Being acquainted with Unix services gives you unique insight into how the Internet works. What services you configure on a single machine are some of the services that are configured on the Internet at large. One of the oldest services on the Internet, and one of the most mythological of aspects of Net lore, is the Usenet Oracle.
When I first created my geekcode, I had no idea of who the hell the Usenet Oracle was. Couldn't care less. I thought it was a bunch of post-pubescent geeks who could scarcely be qualified to advize anyone in the ways of wisdom and life. But the oracle programs stem from Peter Langston's work at the Harvard Science Center in 1975-76, for the nascent Unix System V. Lars Huttar was inspired by this work from Langston and wrote a similar program which he posted to alt.sources in 1989, which Steve Kinzler, sysadmin at Indiana University, installed on his network. The program became a network sensation. Ray Moody (moody@cray.com) rewrote the software for Kinzler and in 1986 the Net-wide service was renamed the Usenet Oracle. The ``Oracle Priesthood,'' a cadre of volunteers, select weekly their favorite answers from the participants who use the service for publishing in the Ocularities collections. As a Linux geek, you are heir to the Unix-biased nature of these high and mysterious proceedings!
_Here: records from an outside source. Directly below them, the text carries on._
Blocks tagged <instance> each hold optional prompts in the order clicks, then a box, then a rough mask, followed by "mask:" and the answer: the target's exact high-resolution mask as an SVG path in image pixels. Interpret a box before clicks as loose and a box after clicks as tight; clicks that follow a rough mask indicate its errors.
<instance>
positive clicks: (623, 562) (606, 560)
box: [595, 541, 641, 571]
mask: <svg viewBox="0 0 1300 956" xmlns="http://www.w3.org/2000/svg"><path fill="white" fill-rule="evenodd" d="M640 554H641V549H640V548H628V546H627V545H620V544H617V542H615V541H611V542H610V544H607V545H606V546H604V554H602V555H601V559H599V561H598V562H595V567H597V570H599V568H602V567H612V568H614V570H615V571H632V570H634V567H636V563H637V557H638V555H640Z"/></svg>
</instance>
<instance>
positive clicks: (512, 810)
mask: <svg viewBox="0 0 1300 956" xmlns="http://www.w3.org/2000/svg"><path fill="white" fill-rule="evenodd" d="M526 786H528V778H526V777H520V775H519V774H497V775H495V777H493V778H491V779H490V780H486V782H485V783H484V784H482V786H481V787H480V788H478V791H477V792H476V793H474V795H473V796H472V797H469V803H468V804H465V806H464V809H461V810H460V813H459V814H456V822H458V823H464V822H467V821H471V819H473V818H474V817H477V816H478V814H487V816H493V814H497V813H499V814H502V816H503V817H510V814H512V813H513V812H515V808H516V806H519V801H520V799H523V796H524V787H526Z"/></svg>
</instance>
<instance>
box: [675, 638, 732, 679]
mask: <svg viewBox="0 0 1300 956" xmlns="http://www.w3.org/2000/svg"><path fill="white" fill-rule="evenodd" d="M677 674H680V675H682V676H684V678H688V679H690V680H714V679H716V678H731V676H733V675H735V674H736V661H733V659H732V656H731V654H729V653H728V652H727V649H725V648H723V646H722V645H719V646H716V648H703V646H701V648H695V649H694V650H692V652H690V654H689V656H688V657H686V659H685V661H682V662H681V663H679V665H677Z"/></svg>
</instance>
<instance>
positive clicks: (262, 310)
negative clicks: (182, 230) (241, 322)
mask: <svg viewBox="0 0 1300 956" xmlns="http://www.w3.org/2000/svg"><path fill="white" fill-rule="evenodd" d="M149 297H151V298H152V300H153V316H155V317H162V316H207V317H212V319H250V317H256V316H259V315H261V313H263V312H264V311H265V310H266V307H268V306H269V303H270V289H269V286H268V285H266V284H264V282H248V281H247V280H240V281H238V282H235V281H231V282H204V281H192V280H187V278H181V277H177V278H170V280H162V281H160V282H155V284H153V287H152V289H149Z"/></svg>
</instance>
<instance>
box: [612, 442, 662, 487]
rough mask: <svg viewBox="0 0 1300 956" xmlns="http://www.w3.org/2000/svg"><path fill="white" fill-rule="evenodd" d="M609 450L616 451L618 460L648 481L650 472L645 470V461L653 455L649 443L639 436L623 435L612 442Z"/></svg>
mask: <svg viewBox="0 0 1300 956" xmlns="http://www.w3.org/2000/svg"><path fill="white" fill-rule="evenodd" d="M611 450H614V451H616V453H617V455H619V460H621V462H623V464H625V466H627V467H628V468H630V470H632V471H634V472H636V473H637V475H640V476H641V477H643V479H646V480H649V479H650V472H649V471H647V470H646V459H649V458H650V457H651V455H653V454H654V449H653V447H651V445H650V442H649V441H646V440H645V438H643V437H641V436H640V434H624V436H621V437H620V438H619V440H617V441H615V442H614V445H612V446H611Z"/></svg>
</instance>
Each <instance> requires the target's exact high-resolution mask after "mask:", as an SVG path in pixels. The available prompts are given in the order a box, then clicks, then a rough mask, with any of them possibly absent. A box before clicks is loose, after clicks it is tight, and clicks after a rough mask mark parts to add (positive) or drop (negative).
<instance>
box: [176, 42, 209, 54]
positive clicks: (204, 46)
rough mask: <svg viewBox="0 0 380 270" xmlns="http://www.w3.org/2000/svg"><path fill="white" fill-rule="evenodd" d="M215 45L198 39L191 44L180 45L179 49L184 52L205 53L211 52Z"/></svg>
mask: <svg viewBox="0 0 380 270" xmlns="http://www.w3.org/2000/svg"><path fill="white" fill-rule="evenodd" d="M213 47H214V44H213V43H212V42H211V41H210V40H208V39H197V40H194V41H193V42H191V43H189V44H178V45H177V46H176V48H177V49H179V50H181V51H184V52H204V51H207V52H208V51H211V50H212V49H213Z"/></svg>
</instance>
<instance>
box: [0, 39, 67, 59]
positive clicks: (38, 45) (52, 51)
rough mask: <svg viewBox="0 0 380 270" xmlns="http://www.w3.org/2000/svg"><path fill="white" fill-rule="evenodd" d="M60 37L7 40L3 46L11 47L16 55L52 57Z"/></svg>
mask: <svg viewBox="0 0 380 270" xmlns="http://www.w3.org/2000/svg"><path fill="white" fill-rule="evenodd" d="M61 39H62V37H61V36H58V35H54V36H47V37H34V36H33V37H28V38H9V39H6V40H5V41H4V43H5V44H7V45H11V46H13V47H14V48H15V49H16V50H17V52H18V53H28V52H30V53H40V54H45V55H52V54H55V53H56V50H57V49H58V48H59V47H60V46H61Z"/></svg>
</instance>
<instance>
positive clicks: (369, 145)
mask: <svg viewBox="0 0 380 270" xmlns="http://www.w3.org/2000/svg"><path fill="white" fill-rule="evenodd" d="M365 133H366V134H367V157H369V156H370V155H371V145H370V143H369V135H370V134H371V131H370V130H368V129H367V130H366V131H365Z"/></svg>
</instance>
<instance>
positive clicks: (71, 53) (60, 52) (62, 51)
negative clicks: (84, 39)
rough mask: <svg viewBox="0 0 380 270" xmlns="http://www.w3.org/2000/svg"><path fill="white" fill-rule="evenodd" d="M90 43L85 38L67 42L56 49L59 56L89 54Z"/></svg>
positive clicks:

I don't think you could possibly know enough Unix to understand Kibo, however. And perhaps it's safest for us all that way.
The Bad News
When it comes to Entertainment, Appearance, and Lifestyle, you're on your own. No amount of Unix admin experience can save you here. Your politics and computer ratings will improve, but unless you adore Doom, X-Files, and sex with Madonna, your geek code will suffer for it.
Your only hope in such a circumstance is to desert your spouse and family, move into an apartment with a T-3 or better dedicated Internet connection (preferrably near a Dominos), and then ask Madonna if she'll let you father (or mother) her next child.